Nouvelle course aux armements. Comme l’expliquait Zbigniew Brzeziński dans le magazine National Interest en 2000, «les Européens seront plus immédiatement exposés au risque au cas où un impérialisme chauvin revigorerait la politique étrangère russe», avec lequel il a esquissé un plan qui passerait par l’expansion de l’Otan à des limites dans les années 1990 et la mise en œuvre du nouveau système européen de défense antimissile (European Phased Adaptative Approach (EPAA), avec l’objectif machiavélique de suivre une première attaque surprise des Etats-Unis qui détruirait le potentiel nucléaire russe sur leur propre territoire, neutralisant par la suite la réplique russe au moyen de missiles stationnés en Pologne.

Après les désaccords survenus entre les Etats-Unis et la Russie sur la déclaration unilatérale d’indépendance du Kosovo et de l’Ossétie du Sud, Barack Obama aurait rangé le projet Anti-Ballistic Missile Shield (NDM), le remplaçant par «un nouveau système mobile anti-missile de défense» avec l’intention de faire de la Russie un partenaire nécessaire pour sauvegarder la paix et la stabilité mondiales. Cependant, en septembre 2009, le président Barck Obama (sous la pression de l’establishment ou  du pouvoir dans l’ombre des Etats-Unis) a approuvé la mise en œuvre du nouveau système européen de défense antimissile (EPAA), qui est, en fait, sur un bouclier antimissile mondial dans lequel les missiles intercepteurs placés sur des plates-formes mobiles peuvent atteindre des cibles dans un espace commun (sur la base des données transmises par tous les radars et systèmes de reconnaissance optoélectroniques). Initialement, la Russie et l’Otan ont convenu de coopérer avec  le bouclier antimissile pour l’Europe en novembre 2010 lors du sommet bilatéral de Lisbonne, car il était vital pour Moscou que l’Otan offre de réelles garanties que ce système ne viserait pas la Russie et ne disposerait pas d’un document juridiquement contraignant en la matière.

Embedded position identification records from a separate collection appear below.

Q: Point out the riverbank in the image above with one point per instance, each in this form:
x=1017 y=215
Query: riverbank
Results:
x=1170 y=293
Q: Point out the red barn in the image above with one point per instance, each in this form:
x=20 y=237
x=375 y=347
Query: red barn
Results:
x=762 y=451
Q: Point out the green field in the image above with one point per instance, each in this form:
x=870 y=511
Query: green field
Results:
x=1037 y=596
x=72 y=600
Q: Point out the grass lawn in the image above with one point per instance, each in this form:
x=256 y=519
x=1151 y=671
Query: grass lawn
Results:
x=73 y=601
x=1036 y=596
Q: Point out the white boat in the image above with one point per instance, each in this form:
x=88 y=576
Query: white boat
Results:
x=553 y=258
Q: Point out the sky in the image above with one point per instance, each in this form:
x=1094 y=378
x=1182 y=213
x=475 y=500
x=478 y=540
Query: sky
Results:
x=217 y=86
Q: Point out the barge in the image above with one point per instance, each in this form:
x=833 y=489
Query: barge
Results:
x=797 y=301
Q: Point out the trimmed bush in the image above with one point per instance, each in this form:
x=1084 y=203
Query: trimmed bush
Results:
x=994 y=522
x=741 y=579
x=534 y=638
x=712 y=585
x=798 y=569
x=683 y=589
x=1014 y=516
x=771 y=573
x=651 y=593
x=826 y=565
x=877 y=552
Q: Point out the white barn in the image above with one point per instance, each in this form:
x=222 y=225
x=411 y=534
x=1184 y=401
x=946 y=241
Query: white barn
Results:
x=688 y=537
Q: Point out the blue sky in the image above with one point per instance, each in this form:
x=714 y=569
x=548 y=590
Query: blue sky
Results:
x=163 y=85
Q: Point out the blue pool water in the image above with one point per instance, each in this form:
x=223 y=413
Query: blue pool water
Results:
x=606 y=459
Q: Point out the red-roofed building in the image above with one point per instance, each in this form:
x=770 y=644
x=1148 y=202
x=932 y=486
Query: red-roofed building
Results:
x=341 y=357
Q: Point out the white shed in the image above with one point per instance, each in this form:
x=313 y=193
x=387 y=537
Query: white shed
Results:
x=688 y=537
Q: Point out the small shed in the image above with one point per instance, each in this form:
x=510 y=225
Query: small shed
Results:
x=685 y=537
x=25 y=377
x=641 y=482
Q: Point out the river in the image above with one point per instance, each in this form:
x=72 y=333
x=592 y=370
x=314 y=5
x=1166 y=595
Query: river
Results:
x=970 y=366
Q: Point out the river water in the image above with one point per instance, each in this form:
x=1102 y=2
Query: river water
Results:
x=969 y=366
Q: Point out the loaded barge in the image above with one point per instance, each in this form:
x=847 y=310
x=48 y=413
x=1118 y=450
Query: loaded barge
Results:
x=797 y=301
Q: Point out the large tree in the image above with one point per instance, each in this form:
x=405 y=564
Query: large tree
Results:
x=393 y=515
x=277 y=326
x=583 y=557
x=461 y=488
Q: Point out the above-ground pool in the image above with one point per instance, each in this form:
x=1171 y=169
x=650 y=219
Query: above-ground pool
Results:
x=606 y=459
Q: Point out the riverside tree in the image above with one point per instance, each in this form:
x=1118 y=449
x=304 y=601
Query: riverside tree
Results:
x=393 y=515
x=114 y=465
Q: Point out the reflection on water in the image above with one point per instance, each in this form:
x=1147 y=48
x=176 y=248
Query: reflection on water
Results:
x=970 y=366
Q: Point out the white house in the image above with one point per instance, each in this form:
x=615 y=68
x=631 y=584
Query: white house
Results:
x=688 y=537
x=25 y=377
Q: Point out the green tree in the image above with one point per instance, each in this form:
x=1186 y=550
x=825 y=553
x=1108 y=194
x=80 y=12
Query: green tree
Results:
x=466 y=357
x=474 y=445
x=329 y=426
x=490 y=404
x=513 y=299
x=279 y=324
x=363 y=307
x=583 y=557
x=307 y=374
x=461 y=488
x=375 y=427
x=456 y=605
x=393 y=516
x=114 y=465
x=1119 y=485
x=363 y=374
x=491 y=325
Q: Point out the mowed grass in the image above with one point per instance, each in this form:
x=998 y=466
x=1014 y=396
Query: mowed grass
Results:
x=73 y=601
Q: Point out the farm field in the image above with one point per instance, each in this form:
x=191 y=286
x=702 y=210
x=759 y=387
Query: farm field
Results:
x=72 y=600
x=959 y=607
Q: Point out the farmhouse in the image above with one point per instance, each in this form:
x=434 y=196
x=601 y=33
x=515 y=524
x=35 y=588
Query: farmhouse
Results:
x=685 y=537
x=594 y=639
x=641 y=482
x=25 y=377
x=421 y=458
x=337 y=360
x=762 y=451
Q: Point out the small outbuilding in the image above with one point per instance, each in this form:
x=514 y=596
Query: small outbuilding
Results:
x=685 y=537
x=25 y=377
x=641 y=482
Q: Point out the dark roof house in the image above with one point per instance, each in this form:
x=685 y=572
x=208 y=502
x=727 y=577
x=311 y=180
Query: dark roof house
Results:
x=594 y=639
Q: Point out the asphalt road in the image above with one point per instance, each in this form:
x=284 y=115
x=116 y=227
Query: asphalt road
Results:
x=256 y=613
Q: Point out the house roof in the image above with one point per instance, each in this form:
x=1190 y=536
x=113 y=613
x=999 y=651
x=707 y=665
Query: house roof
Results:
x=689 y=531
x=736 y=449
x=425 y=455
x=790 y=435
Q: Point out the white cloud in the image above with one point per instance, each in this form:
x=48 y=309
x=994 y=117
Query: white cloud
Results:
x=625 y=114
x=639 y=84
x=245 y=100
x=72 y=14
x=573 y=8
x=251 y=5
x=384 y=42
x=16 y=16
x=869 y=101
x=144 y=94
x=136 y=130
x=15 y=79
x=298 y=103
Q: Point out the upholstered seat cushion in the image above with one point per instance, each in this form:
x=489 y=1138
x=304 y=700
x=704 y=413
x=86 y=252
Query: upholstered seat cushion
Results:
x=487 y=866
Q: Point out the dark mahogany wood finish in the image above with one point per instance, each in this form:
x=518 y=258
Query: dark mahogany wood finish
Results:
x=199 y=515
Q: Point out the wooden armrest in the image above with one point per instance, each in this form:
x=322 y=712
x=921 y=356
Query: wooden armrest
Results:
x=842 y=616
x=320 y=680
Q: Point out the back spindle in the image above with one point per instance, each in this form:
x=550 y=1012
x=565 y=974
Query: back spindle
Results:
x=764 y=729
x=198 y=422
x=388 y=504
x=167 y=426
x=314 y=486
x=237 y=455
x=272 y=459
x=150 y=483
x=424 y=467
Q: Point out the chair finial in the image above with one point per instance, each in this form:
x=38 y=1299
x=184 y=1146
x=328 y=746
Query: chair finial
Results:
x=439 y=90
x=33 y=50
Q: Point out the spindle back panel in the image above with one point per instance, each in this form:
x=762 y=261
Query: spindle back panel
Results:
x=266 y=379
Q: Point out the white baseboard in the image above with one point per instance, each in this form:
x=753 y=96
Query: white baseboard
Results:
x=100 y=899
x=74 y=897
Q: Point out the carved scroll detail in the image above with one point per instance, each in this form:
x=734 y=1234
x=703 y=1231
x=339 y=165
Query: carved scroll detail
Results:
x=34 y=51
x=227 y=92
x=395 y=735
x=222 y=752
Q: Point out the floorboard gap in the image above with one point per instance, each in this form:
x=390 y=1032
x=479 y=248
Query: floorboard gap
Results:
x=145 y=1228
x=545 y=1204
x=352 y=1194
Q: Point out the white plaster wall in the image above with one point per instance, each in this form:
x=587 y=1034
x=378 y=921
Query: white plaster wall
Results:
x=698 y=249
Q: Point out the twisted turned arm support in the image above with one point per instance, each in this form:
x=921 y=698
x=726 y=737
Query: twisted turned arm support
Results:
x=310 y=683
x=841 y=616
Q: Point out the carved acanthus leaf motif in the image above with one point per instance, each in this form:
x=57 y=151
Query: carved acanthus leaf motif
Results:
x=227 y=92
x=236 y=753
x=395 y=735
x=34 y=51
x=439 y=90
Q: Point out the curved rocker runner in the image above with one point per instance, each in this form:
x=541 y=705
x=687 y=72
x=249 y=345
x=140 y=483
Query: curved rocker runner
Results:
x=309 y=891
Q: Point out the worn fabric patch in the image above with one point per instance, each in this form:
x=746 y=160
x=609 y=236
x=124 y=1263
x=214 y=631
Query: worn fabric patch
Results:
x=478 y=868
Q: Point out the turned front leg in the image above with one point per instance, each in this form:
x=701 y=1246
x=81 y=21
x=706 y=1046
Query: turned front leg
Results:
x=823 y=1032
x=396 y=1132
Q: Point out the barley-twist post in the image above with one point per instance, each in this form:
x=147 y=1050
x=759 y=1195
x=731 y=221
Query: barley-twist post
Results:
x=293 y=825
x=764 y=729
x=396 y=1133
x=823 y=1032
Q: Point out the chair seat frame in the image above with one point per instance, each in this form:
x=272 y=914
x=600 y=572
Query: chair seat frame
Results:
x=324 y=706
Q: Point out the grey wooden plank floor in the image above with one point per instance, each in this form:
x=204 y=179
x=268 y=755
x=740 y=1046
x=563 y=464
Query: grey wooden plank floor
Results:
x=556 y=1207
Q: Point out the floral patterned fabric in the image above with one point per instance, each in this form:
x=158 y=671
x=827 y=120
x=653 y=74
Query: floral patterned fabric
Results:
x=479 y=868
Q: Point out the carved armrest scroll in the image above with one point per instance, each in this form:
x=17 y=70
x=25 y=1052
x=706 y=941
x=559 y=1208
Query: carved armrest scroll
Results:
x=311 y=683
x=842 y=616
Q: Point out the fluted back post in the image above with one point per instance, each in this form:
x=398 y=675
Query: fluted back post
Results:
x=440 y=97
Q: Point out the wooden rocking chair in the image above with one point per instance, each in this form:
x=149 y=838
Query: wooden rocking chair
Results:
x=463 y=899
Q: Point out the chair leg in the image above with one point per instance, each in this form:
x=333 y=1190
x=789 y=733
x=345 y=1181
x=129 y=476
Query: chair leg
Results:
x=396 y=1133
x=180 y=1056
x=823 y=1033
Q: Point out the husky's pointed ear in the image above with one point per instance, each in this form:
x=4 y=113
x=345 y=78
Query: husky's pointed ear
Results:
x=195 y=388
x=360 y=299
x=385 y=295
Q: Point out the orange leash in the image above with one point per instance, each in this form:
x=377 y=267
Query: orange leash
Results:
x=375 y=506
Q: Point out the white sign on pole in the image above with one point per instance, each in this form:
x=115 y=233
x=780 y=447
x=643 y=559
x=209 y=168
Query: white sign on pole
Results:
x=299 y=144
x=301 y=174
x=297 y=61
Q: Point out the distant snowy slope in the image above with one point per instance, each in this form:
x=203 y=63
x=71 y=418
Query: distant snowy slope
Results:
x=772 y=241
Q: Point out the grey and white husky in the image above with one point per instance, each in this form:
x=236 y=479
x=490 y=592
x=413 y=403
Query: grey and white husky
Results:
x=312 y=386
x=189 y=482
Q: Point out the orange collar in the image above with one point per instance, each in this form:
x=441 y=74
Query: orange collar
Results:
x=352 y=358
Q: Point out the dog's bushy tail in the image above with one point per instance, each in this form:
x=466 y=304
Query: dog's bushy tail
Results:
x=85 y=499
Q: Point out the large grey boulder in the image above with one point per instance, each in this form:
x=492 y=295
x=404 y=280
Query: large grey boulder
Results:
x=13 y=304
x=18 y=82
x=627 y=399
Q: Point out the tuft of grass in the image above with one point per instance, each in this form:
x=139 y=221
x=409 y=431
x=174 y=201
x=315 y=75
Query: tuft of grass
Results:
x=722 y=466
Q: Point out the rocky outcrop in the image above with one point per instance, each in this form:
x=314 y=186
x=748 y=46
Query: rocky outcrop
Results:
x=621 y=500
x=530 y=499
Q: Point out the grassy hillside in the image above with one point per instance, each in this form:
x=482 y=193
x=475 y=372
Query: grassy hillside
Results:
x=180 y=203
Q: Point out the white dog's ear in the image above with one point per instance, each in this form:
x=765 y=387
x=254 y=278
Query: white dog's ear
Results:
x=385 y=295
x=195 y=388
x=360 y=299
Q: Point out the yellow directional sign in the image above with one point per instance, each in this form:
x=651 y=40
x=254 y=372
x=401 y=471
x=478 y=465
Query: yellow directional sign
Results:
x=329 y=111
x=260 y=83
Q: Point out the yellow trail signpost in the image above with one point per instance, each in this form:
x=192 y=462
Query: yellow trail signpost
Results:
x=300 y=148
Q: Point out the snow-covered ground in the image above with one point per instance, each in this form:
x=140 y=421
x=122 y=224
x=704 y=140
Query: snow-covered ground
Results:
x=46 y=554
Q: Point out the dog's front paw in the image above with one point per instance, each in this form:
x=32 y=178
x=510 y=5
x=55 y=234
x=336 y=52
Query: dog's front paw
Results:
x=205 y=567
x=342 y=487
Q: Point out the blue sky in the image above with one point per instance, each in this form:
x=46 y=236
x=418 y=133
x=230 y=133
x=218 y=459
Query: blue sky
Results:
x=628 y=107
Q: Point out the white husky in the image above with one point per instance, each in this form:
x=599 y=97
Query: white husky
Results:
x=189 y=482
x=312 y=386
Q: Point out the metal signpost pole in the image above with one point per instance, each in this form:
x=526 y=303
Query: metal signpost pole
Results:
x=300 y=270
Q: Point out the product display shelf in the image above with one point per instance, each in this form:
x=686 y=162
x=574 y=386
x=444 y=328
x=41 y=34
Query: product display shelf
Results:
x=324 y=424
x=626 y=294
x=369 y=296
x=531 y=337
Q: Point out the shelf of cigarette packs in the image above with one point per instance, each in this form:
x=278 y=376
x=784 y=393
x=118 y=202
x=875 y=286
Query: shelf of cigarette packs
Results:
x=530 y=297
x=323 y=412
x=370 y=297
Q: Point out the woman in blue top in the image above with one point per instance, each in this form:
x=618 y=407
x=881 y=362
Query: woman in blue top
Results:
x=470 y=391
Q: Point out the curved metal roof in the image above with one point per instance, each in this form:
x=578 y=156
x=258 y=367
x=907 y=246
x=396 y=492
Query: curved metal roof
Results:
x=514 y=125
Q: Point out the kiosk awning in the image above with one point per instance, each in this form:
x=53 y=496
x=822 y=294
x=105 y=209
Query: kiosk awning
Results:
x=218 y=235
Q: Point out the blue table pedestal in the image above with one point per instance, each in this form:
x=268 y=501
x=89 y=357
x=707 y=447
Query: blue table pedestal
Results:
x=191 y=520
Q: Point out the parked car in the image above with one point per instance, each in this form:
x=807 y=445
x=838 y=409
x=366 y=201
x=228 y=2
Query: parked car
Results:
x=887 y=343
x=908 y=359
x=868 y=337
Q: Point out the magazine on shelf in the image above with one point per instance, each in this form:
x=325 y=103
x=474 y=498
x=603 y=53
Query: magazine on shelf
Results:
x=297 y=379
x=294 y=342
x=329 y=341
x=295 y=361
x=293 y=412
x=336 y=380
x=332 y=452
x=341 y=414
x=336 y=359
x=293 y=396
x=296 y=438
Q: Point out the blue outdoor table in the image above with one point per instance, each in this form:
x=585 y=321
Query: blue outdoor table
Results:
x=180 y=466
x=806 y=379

Les déclarations sur la Russie («Poutine est un meurtrier») et la menace voilée de nouvelles sanctions contre la Russie anticiperaient une escalade des tensions entre l’Otan et la Russie, après quoi il est  prévisible que les Etats-Unis utiliseront les demandes de la Pologne comme excuse pour achever la cinquième phase du déploiement du bouclier anti-missile en Europe (Euro DAM), qui aurait pour réplique côté russe l’installation à Kaliningrad de nouveaux  missiles balistiques intercontinentaux.